Un dettaglio così potente da gelare il sangue anche al lettore più esperto.

E come in ogni buon thriller newyorkese, dove c’è una scoperta macabra, non può mancare Aloysius Pendergast, l’enigmatico agente dell’FBI con il guardaroba di un becchino e il cervello di un’enciclopedia. Nonostante sia ufficialmente assegnato alla sede di New Orleans, l’istinto lo guida a indagare. Perché questa non è solo una scoperta archeologica. È un omicidio multiplo. Anzi, una lunga serie.

Alla fossa dimenticata si somma un nuovo incubo: un serial killer attivo nel presente, che sembra emulare l’antico macellaio ottocentesco. Le vittime sono diverse, ma tutte mutilate nello stesso modo. È solo un imitatore? O c’è un filo invisibile che lega le morti di ieri e di oggi?

Accanto a Pendergast troviamo Nora Kelly, archeologa del Museo di Storia Naturale, e il giornalista Smithback, tanto indisponente quanto necessario. La squadra si addentra tra lettere dimenticate, formule alchemiche, segreti di famiglia e scienza deviata, fino a scoprire che dietro tutto potrebbe esserci una ossessione: l’immortalità.

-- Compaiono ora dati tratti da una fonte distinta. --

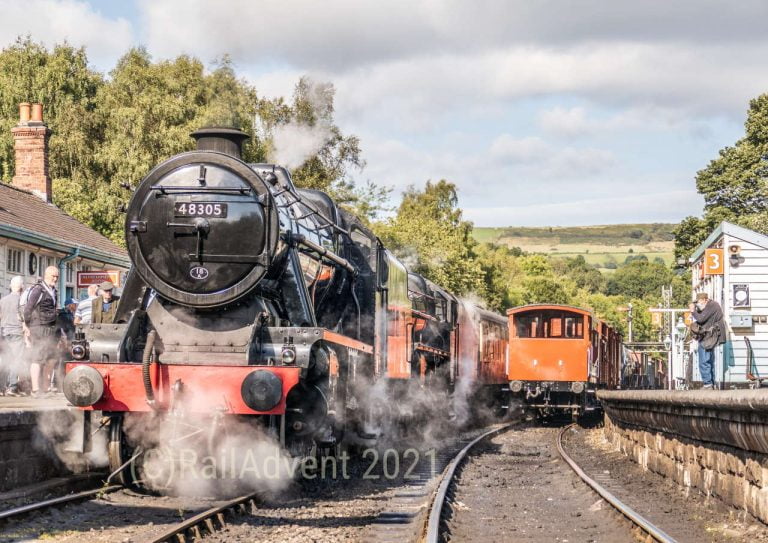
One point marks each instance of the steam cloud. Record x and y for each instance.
(294, 143)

Dopo le apparizioni in “Relic” e “Reliquary“, Pendergast in questo romanzo non è più una presenza laterale ma il protagonista assoluto. Intelligente, spiazzante, inquietante nel suo aplomb vittoriano, è un detective fuori dal tempo, capace di citare Plutarco mentre spara a un assassino. Una figura indimenticabile, degna di un posto accanto a Sherlock Holmes e Hannibal Lecter (senza le abitudini gastronomiche del secondo, fortunatamente).

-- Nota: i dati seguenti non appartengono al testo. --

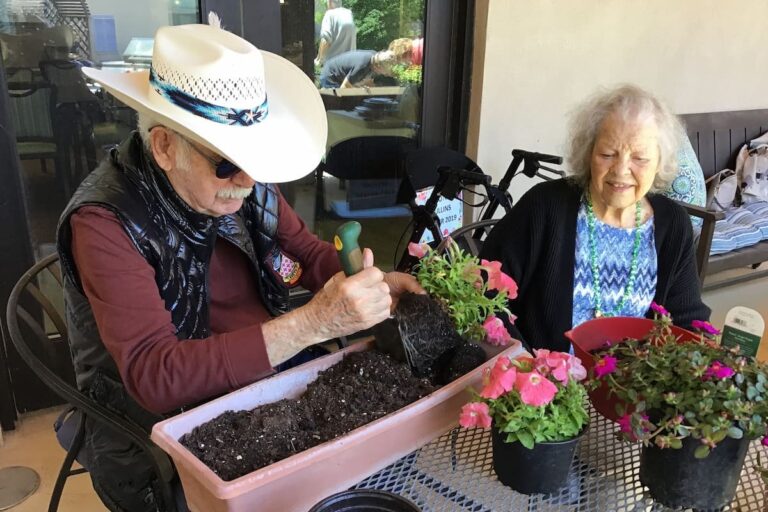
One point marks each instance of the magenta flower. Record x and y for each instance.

La stanza degli orrori” è il punto di svolta della saga di Pendergast: più gotico, più profondo, più avvincente. Un thriller storico-scientifico che mescola l’orrore alla curiosità, la logica alla follia, l’investigazione al misticismo. Un libro che ti fa chiedere: fino a dove può spingersi l’uomo pur di non morire?

Con una trama densa, personaggi tridimensionali e una scrittura che alterna alta tensione e raffinatezza, Preston & Child confezionano uno dei capitoli migliori della serie, ricco di colpi di scena e momenti memorabili.

Incipit

(dalla traduzione di Andrea Carlo Cappi per l’edizione Sonzogno)

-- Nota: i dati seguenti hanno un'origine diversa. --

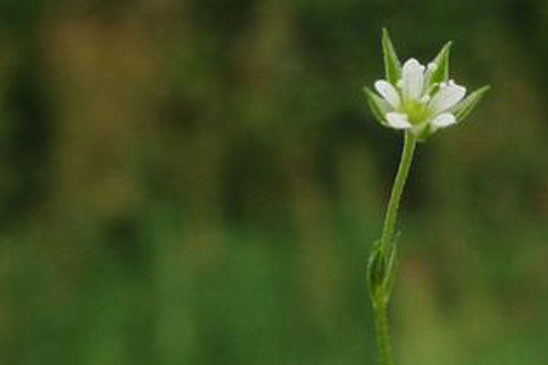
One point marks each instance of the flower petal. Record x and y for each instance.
(444, 120)
(398, 120)
(412, 79)
(448, 96)
(388, 92)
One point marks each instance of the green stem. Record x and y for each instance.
(381, 308)
(397, 190)
(383, 337)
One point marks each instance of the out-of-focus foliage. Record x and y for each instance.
(198, 182)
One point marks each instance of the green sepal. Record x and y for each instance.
(465, 107)
(379, 106)
(392, 64)
(441, 72)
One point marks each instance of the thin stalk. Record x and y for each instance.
(383, 336)
(381, 309)
(397, 190)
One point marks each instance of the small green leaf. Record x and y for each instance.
(392, 64)
(465, 107)
(379, 107)
(441, 72)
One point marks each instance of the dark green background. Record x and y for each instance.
(199, 182)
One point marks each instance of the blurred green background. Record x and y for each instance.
(198, 182)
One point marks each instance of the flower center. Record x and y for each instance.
(416, 111)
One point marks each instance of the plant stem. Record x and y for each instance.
(383, 337)
(381, 308)
(397, 190)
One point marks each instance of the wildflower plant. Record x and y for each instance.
(419, 100)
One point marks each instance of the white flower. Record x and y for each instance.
(419, 99)
(415, 104)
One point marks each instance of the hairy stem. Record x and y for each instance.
(387, 240)
(383, 337)
(397, 190)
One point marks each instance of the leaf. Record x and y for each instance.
(392, 64)
(379, 107)
(465, 107)
(441, 72)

Pee-Wee Boxer si guardò intorno nel cantiere, disgustato. Il capo era uno stronzo, gli operai un branco di falliti. E, peggio di tutti, il coglione alla guida del Cat non sapeva nemmeno come cominciare a manovrare uno scavatore idraulico. Forse c’erano di mezzo i sindacati, forse era amico di qualcuno. In ogni caso, da come guidava il macchinario sembrava che quello fosse il suo primo giorno al Queens Vo-Tech. Boxer rimase fermo a guardare, le robuste braccia incrociate, mentre lo scavatore addentava il cumulo di mattoni del vecchio edificio. La pala si piegò, si fermò all’improvviso tra uno di stantuffi e ripartì, oscillando. Cristo, ma dove trovavano quei buffoni?
Sentì uno scalpiccio alle proprie spalle e si voltò verso il capocantiere, che gli si stava avvicinando, il volto coperto di strato di polvere e sudore. “Boxer! Hai comprato i biglietti per lo spettacolo, o che?”
I muscoli si tesero sulle braccia massicce. Boxer finse di non sentire. Era l’unico in tutto il cantiere a intendersene di costruzioni ed era per questo che gli altri ce l’avevano con lui. A lui non importava. Preferiva stare da solo.
Sentì lo scavatore vibrare mentre attaccava il solido, vecchio muro di pietra. Stavano venendo alla luce gli strati inferiori di edifici precedenti, messi a nudo come una ferita aperta: di sopra asfalto e cemento, di sotto mattoni, pietrisco, altri mattoni. E ancora sotto, terra. Occorreva scavare in profondità, se si voleva che le fondazioni del grattacielo si piantassero bene nel suolo. Boxer guardò oltre la recinzioni: fuori dal cantieri, le tipiche case in arenaria del Lower East Side se ne stavano rigidamente in fila sotto la luce brillante del pomeriggio. Alcune erano state ristrutturate da poco, altre lo sarebbero state presto, trasformando l’area in una zona residenziali di lusso.